The Phenom IIs are still pretty good chips, and a better value than AMD's newest generation of chips.  Intel's Sandy Bridge chips have kind of left all others in the dust a bit but not much is CPU-bound these days anyways.  I still have one, but they were coming out about the time you were building your machine and you probably should have gone that direction.  Water under the bridge, though.


----------



## Mr PyroCopter (Feb 16, 2012)

Compared to yours mines absolute crap heres my specs
- processor Intel(R) Core(TM) i3 CPU  M 370 @2.40GHz 2.40 GHz
- Memory (RAM) 4.00GB
- 32-bit Operating system
It's a crap laptop but i'm getting a gaming computer worth about 2,500$ so i think that'll dwarf the crap out of this laptop but this one was only temporary anyway.


----------



## shteev (Feb 16, 2012)

HOH

I have a Phenom II x4 @ 3.7 gHz and the UD5 version of your motherboard. And a GTX 460 1 gb.

Sorry, it just struck me as funny that we have such similar builds.


----------



## AshleyAshes (Feb 16, 2012)

For a desktop, it's midrange at best.  AMD's quadcore CPUs are a lot less powerful than Intels, even their 6 core CPUs are trumped by Intel's 4 cores.  The graphics card is two generations behind.  8GB isn't that remarkable as far as ram goes, though it's likely enough.  RAM is just so cheap now, 16GB is easy to have.

Even my higher end intel quadcore is kinda weak compared to Intel's 6 core 'Enthusiast' level hardware that they released a few months ago.

That said, if what you have works for you, well, it works for you and don't worry.


----------



## Sparko (Feb 16, 2012)

Alright, cool. Going to upgrade my GPU soon then.


----------



## thoron (Feb 17, 2012)

How do I find out my own system specs? I curious now because of this thread.


----------



## BRN (Feb 17, 2012)

thoron said:


> How do I find out my own system specs? I curious now because of this thread.

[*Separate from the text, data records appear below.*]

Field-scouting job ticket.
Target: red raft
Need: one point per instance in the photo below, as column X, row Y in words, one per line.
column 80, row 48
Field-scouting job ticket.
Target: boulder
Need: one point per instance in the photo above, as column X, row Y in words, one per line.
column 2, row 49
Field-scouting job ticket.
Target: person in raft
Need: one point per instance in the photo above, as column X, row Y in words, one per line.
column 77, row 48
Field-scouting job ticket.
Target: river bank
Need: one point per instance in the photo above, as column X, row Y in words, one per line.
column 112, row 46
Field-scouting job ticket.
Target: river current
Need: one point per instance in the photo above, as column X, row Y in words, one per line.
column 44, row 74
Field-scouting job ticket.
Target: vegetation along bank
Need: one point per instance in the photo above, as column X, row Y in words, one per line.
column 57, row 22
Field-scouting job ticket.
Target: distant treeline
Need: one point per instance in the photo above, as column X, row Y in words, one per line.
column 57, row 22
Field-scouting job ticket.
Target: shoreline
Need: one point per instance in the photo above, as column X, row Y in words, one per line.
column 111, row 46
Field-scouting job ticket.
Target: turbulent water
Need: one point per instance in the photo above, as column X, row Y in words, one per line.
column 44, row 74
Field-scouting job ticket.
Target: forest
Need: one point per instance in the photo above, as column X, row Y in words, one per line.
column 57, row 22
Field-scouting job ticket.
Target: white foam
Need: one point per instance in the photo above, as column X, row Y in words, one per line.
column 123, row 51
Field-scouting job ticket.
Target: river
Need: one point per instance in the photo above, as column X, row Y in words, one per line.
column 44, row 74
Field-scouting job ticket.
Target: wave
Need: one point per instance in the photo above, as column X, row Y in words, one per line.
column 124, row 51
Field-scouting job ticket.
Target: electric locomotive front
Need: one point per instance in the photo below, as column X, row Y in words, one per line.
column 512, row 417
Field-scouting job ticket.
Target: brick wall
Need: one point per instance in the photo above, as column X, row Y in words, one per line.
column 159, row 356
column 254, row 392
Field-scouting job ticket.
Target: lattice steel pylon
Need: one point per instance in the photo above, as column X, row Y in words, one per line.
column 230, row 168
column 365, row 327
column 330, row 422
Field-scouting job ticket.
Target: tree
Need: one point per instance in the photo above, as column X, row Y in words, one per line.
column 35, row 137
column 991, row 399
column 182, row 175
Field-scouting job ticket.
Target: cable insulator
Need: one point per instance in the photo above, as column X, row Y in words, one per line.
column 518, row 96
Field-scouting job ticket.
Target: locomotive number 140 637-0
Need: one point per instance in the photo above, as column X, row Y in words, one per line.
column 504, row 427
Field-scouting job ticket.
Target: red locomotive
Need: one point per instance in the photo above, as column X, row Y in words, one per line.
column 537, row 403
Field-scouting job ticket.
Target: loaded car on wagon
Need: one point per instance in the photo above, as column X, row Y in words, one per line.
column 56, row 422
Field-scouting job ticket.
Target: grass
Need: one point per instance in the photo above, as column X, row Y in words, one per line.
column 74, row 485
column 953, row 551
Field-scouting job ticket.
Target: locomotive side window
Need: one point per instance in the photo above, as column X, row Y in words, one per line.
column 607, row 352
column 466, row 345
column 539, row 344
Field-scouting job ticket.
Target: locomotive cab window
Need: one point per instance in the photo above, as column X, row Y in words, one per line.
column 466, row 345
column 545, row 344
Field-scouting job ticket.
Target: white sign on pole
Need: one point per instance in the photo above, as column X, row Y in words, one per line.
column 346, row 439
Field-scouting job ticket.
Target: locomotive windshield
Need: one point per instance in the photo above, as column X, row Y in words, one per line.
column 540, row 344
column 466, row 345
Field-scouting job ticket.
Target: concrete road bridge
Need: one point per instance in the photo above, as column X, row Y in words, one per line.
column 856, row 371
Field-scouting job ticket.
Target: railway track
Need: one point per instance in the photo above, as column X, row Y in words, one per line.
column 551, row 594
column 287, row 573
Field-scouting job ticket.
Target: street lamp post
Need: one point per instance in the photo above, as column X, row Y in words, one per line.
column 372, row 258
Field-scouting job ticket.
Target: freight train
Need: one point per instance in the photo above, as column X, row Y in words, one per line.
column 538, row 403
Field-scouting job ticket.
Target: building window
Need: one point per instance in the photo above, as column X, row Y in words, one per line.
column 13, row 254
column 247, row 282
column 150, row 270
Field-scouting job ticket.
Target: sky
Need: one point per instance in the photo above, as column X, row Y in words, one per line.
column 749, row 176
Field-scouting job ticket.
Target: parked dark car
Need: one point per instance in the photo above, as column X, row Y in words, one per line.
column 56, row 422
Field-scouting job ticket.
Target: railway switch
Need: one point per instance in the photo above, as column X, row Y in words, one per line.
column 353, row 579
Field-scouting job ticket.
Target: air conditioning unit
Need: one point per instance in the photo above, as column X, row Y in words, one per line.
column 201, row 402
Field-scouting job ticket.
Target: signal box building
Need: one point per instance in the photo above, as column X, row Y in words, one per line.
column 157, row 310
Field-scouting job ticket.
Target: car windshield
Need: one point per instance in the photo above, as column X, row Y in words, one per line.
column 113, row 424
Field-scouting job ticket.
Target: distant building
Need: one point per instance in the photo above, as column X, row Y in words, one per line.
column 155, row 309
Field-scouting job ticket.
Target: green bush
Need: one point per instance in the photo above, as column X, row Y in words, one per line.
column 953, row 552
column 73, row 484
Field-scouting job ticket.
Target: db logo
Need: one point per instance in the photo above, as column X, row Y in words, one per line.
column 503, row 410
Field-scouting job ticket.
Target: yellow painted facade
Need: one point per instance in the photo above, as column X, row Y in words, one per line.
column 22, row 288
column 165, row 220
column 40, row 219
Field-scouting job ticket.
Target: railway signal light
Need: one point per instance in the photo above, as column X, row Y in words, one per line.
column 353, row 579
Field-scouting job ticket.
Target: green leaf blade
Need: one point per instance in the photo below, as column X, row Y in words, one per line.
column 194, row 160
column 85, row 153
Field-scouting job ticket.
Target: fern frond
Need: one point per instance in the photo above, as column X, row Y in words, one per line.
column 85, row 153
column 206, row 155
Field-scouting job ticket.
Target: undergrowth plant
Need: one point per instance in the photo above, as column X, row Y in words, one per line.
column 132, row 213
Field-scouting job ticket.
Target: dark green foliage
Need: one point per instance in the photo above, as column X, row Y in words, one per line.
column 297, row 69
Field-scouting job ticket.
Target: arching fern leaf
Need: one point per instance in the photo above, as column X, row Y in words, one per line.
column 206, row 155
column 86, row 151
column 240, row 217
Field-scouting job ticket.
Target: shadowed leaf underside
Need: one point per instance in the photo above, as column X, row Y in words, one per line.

Run a 'dxdiag'. If you're running Windows, open Command Prompt or Run from the start menu and type dxdiag - then execute.

When it's complete, Save All Information will give you a text file listing your specs.


----------



## ToeClaws (Feb 20, 2012)

Sparko said:


> Alright, cool. Going to upgrade my GPU soon then.



Aye - change that and you should be able to run the rest of it for another two or three years without issue.   Also, never stress too much about whether you're "high end" or not; with computers, "high end" generally only lasts a year at most before your knocked a few steps down the stairs by the next great thing.


----------



## Ames (Feb 20, 2012)

Nope.


----------



## greg-the-fox (Feb 21, 2012)

Rule of thumb: if you have to ask, it's not


----------



## CyberFoxx (Feb 21, 2012)

"High end" and all related terms are subjective.

Does the computer do what you want it to do with reasonable speed and quality? Then it's High end.
Does it seem to take a tiny bit longer than it should, or do you think the quality could be a bit higher? Medium range.
You are damned sure things could be better than this? Low end.


----------



## Sarcastic Coffeecup (Feb 21, 2012)

Short answer: Nope


----------